1)    There is strong pressure from your university (i.e. employer) to get as much funding as quickly as possible.

2)    To get and maintain grant funding, you need to start publishing your research findings in peer-reviewed journals as quickly as possible.

3)    To get publications, you need results. Negative results won’t cut it.

4)    To get results, you need grant funding to pay for the lab, personnel, and experiments.

5)    You really, really don’t want to lose your faculty position.

Unfortunately, these pressures do not combine well with the sort of creative, cross-disciplinary thinking that leads to disruptive research. For starters, the committees who allocate federal grant funding dollars (from the NIH in the United States, CIHR or NSERC in Canada, or other large funding bodies) tend to judge grant applications based on the research background leading up to the proposal, the plausibility of success and the track record of the applicants, all of which contribute to the notion of how ‘safe an investment’ each proposal appears to be. Creative proposals that reach across various disciplines and do not follow the molds cast by the body of existing research tend to not do so well by these criteria. As a result, applications to fund sustaining research have a much better chance of success than applications to fund disruptive research. This imbalance helps to perpetuate the cycle of sustaining research leading to even more sustaining research without meaningfully improving health care.

Unfortunately, there is another even more powerful barrier to disruptive research that is an inherent trait of science itself. Radical ideas, no matter how creative, cross-disciplinary or groundbreaking they may be, usually don’t succeed experimentally. That’s why they’re radical ideas, after all: they’re akin to a high-risk high-gain investment or a gambling wager against long odds.

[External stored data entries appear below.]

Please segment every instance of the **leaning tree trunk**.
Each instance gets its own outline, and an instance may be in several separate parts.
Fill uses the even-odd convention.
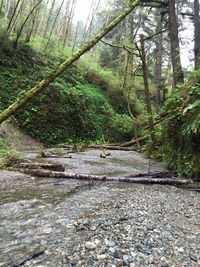
[[[16,37],[16,40],[15,40],[14,45],[13,45],[14,48],[17,48],[19,38],[20,38],[20,36],[21,36],[21,34],[22,34],[22,31],[23,31],[23,29],[24,29],[24,27],[25,27],[25,25],[26,25],[28,19],[30,18],[30,16],[31,16],[31,14],[33,13],[33,11],[34,11],[34,10],[41,4],[42,1],[43,1],[43,0],[40,0],[40,1],[39,1],[39,2],[38,2],[38,3],[31,9],[31,11],[29,12],[28,16],[27,16],[26,19],[24,20],[24,22],[23,22],[23,24],[22,24],[22,26],[21,26],[19,32],[17,33],[17,37]]]
[[[11,18],[10,18],[10,21],[9,21],[8,26],[7,26],[7,29],[6,29],[6,33],[9,33],[11,24],[12,24],[12,22],[13,22],[13,19],[14,19],[14,17],[15,17],[16,12],[17,12],[17,8],[18,8],[18,6],[19,6],[19,4],[20,4],[20,1],[21,1],[21,0],[18,0],[18,1],[17,1],[17,4],[15,5],[14,11],[13,11],[13,13],[12,13],[12,16],[11,16]]]
[[[19,97],[16,102],[10,105],[6,110],[0,114],[0,124],[28,103],[34,96],[45,89],[52,83],[59,75],[61,75],[69,66],[71,66],[83,54],[89,51],[95,44],[97,44],[107,33],[109,33],[116,25],[118,25],[128,14],[130,14],[139,4],[140,0],[135,0],[130,3],[129,8],[122,11],[120,15],[109,23],[102,31],[97,34],[92,40],[83,45],[75,54],[65,60],[57,69],[45,77],[40,83],[31,88],[23,96]]]
[[[36,22],[38,13],[39,13],[39,9],[37,8],[35,14],[33,15],[33,19],[30,22],[30,28],[29,28],[29,30],[27,32],[25,43],[29,43],[30,40],[31,40],[31,36],[33,34],[33,30],[34,30],[34,27],[35,27],[35,22]]]
[[[194,55],[195,69],[200,68],[200,16],[199,0],[194,0]]]
[[[169,12],[169,33],[171,44],[171,58],[173,67],[174,86],[184,83],[183,70],[181,66],[180,46],[178,38],[178,23],[175,11],[175,0],[170,0],[168,4]]]

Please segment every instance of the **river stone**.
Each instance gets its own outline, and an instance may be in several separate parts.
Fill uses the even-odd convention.
[[[184,248],[178,248],[178,252],[183,253],[184,252]]]
[[[101,254],[101,255],[97,255],[97,260],[98,261],[103,261],[108,257],[107,254]]]
[[[99,239],[95,239],[94,240],[94,243],[97,247],[100,247],[101,246],[101,241]]]
[[[110,248],[109,248],[109,252],[110,252],[110,253],[114,254],[115,251],[116,251],[116,248],[115,248],[115,247],[110,247]]]
[[[88,226],[88,225],[90,224],[90,220],[87,218],[87,219],[85,219],[85,220],[82,222],[82,224],[83,224],[84,226]]]
[[[85,243],[85,247],[87,249],[95,249],[96,248],[96,244],[94,242],[86,242]]]
[[[108,242],[108,246],[109,247],[114,247],[116,244],[115,244],[115,242],[114,241],[109,241]]]

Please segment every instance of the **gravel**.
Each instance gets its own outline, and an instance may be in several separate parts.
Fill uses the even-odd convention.
[[[158,185],[112,190],[95,216],[74,222],[82,238],[63,266],[200,266],[198,193]]]
[[[136,152],[62,159],[67,171],[148,171]],[[151,171],[162,170],[154,163]],[[94,172],[96,171],[96,172]],[[0,172],[0,267],[200,267],[200,194],[164,185]]]

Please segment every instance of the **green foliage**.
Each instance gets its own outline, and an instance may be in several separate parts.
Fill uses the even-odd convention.
[[[113,142],[130,140],[134,136],[133,121],[126,114],[115,114],[109,123],[107,138]]]
[[[178,175],[199,179],[200,175],[200,84],[193,86],[187,99],[179,93],[170,97],[164,112],[168,119],[157,130],[157,156]]]
[[[120,87],[120,77],[110,68],[102,68],[98,58],[84,56],[78,64],[85,79],[105,91],[112,106],[119,113],[127,112],[127,99]]]
[[[12,61],[10,54],[0,53],[2,110],[59,64],[59,58],[34,54],[28,47],[20,50],[18,55],[12,54]],[[15,123],[47,145],[70,140],[95,141],[102,135],[108,141],[132,137],[130,118],[117,116],[102,86],[88,83],[84,76],[82,69],[69,68],[15,115]],[[111,71],[102,70],[102,82],[111,76]]]
[[[66,58],[72,54],[72,48],[63,47],[63,44],[61,42],[58,42],[58,38],[55,36],[52,36],[46,41],[44,41],[44,39],[39,36],[34,37],[31,39],[29,47],[37,51],[37,53],[46,54],[48,55],[48,57],[56,58],[56,60],[58,58]]]

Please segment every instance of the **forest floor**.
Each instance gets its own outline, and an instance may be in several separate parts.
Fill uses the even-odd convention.
[[[137,152],[52,159],[68,172],[149,169]],[[29,158],[37,152],[27,152]],[[163,170],[152,163],[151,171]],[[164,185],[35,178],[0,171],[0,266],[200,266],[200,194]]]

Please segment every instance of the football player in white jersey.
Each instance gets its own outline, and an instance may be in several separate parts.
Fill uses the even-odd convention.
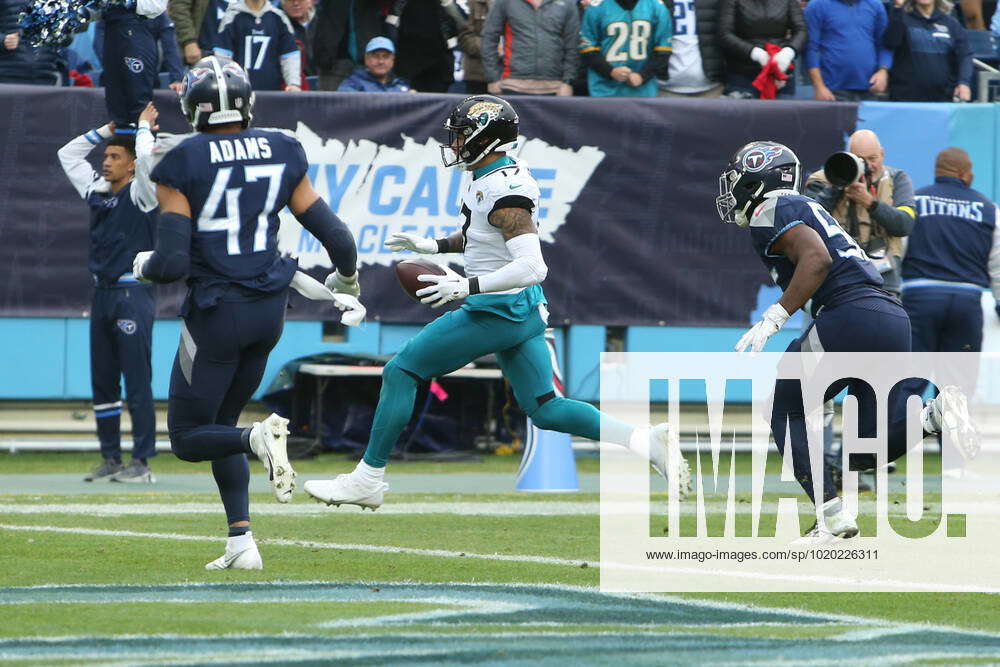
[[[466,170],[462,229],[447,238],[394,234],[395,251],[461,252],[466,276],[421,275],[429,283],[417,292],[432,307],[464,299],[400,350],[382,374],[382,392],[365,455],[354,471],[333,480],[306,482],[305,490],[331,505],[375,509],[388,486],[383,482],[389,453],[410,420],[417,387],[479,357],[495,353],[521,409],[536,426],[592,440],[601,438],[643,456],[667,476],[668,450],[677,448],[669,424],[634,429],[602,415],[588,403],[557,396],[544,333],[548,319],[541,282],[548,268],[538,239],[539,190],[523,162],[507,153],[517,145],[517,113],[490,95],[466,98],[445,122],[449,143],[441,147],[446,167]],[[681,488],[689,474],[676,455]]]

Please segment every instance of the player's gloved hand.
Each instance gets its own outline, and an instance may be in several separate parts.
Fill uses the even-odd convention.
[[[340,271],[334,271],[326,277],[323,285],[334,294],[350,294],[355,298],[361,296],[361,283],[358,282],[357,271],[350,277],[340,275]]]
[[[753,356],[764,349],[767,339],[778,333],[791,317],[780,303],[776,303],[764,311],[764,316],[760,322],[753,325],[750,331],[743,334],[740,341],[736,343],[736,351],[744,352],[750,348],[750,355]]]
[[[422,283],[434,283],[417,290],[417,296],[421,297],[420,302],[430,304],[431,308],[469,296],[469,279],[463,278],[447,266],[442,268],[445,270],[443,276],[431,273],[417,276],[417,280]]]
[[[146,268],[146,262],[148,262],[149,258],[152,256],[152,250],[143,250],[142,252],[137,253],[135,259],[132,260],[132,275],[135,276],[135,279],[141,283],[150,282],[146,276],[143,275],[142,270]]]
[[[385,246],[393,252],[412,250],[421,255],[433,255],[438,251],[438,244],[434,239],[425,239],[423,236],[405,232],[390,236],[389,240],[385,242]]]
[[[1000,317],[1000,301],[998,301],[997,305],[994,306],[994,310],[997,312],[997,317]]]
[[[767,51],[759,46],[755,46],[750,49],[750,60],[754,61],[761,67],[765,67],[770,59],[771,57],[767,55]]]
[[[792,64],[793,60],[795,60],[795,49],[790,46],[786,46],[774,54],[774,63],[782,72],[788,71],[788,68]]]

These high-risk strategies can pay big dividends, but it’s probably best not to bet your entire life savings this way- the potential consequences will be felt very personally and painfully. Unfortunately, as a young researcher, focusing your research program on creative, potentially disruptive scientific problems is a little bit like mortgaging your house to play the lottery. Yes, you might make a huge scientific breakthrough, and move a box in the right direction on our health care graph. On the other hand, you probably won’t.

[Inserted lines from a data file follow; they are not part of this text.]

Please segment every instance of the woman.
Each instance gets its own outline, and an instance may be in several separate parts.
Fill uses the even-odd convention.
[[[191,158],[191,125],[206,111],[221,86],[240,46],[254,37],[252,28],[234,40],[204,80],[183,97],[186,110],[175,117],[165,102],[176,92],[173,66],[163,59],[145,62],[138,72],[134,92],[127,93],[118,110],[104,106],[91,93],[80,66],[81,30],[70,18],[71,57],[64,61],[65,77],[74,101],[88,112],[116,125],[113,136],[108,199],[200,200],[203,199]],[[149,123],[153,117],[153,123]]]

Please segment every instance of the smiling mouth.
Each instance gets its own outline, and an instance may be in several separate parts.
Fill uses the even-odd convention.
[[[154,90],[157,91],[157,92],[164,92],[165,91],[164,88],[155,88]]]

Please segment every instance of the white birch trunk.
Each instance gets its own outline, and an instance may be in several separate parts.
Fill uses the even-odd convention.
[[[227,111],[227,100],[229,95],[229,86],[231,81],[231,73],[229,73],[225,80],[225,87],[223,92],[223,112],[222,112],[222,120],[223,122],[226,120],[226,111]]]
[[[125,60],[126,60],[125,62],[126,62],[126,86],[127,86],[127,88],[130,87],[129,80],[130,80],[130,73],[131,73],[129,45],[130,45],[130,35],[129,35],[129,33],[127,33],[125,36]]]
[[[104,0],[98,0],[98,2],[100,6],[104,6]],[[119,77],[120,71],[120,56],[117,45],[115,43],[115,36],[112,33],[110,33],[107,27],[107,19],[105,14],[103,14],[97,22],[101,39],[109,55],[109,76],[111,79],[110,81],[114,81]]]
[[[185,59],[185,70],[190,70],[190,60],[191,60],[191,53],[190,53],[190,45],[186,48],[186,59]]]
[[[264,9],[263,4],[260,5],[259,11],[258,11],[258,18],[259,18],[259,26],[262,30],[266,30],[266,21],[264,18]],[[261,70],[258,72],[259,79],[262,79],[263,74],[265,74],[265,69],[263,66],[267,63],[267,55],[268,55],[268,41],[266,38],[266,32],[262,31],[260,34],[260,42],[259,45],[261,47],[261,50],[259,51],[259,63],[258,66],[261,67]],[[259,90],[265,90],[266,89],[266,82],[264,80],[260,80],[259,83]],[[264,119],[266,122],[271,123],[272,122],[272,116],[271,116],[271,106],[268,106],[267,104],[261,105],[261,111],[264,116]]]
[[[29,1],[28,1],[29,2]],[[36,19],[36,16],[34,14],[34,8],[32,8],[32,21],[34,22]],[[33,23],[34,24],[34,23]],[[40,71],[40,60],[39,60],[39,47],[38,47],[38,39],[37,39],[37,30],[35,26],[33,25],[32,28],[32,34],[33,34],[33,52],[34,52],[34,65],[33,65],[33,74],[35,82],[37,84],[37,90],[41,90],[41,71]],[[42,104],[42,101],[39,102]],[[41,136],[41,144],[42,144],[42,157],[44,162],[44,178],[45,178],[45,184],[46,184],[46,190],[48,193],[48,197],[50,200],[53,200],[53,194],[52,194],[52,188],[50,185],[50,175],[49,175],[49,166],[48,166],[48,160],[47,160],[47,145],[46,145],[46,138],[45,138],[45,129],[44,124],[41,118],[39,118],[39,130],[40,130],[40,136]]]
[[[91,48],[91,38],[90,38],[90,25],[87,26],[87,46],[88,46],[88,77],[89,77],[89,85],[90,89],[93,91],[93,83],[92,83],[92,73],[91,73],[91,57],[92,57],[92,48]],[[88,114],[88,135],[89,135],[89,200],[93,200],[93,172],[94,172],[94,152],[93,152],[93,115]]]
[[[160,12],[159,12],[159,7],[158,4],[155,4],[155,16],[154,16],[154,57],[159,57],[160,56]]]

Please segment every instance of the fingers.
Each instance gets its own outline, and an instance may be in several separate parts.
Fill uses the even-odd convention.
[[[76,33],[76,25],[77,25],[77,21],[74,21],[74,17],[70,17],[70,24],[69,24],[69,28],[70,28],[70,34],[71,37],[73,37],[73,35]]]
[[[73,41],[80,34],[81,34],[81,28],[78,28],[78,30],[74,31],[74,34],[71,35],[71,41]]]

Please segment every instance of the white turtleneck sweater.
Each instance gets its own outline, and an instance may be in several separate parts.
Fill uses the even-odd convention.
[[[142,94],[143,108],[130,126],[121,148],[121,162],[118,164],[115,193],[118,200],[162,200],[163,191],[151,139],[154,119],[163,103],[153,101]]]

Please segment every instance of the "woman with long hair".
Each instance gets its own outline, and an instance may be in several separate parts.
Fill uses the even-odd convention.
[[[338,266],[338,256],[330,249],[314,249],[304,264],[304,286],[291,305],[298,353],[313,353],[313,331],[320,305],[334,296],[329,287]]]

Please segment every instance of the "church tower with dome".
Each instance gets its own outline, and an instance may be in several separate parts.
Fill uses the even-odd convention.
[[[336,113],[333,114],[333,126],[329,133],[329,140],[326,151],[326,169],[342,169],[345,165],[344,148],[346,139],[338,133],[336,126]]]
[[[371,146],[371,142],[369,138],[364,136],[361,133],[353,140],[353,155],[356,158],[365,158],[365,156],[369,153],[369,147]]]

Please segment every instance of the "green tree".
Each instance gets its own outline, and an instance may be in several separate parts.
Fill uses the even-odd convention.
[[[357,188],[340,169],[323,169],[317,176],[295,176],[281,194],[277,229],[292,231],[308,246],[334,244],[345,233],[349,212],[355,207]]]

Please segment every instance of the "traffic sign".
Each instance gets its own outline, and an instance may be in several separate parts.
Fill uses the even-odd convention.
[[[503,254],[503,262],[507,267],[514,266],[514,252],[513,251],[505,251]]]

The riskiness of disruptive research can be felt at nearly every stage in a scientist’s career, but it is most apparent precisely at the point of peak creativity: with postdoctoral fellows and junior faculty members. For those who don’t know, postdocs are researchers who have just finished their PhDs and who join an established lab for a few years to independently work on projects and acquire some publication muscle. In many large research groups, postdocs do a lot of the actual lab work, and form a critical part of the research ecosystem. However, when choosing how to allocate postdoc labor, the senior researcher in charge of the lab has an unpleasant choice: whether to play the odds and pursue disruptive research questions, or to play it safe with the same old sustaining stuff. If you choose the risky option and send out 10 postdocs with disruptive projects, then one of them might come out with a Nature paper and get a faculty position at Stanford- but the other nine are out of luck. The dice didn’t roll their way, and they either need to take on another postdoc position or start looking at alternate careers. Sound scary? Well, it is scary- and it’s a huge incentive to stick with safe, sustainable research where everybody gets a paper and no one gets left out, even if those papers don’t really change much in the grand scheme of things. Also- remember that one postdoc who got lucky, scored a big disruptive finding, and got a job at Stanford? He’s now a junior faculty member writing grant proposals, and feeling the pressure to fall in line with sustaining proposals. The odds are stacked against disruptive science, every step of the way.

I’m hardly the first person to suggest that the academic research ecosystem is approaching a breaking point, as others have outlined in much greater detail. Personally, I think this problem is inherently fixable, but will require some creative thinking that isn’t simply ‘we need more funding’. I’ll save my thoughts on those solutions for a future post.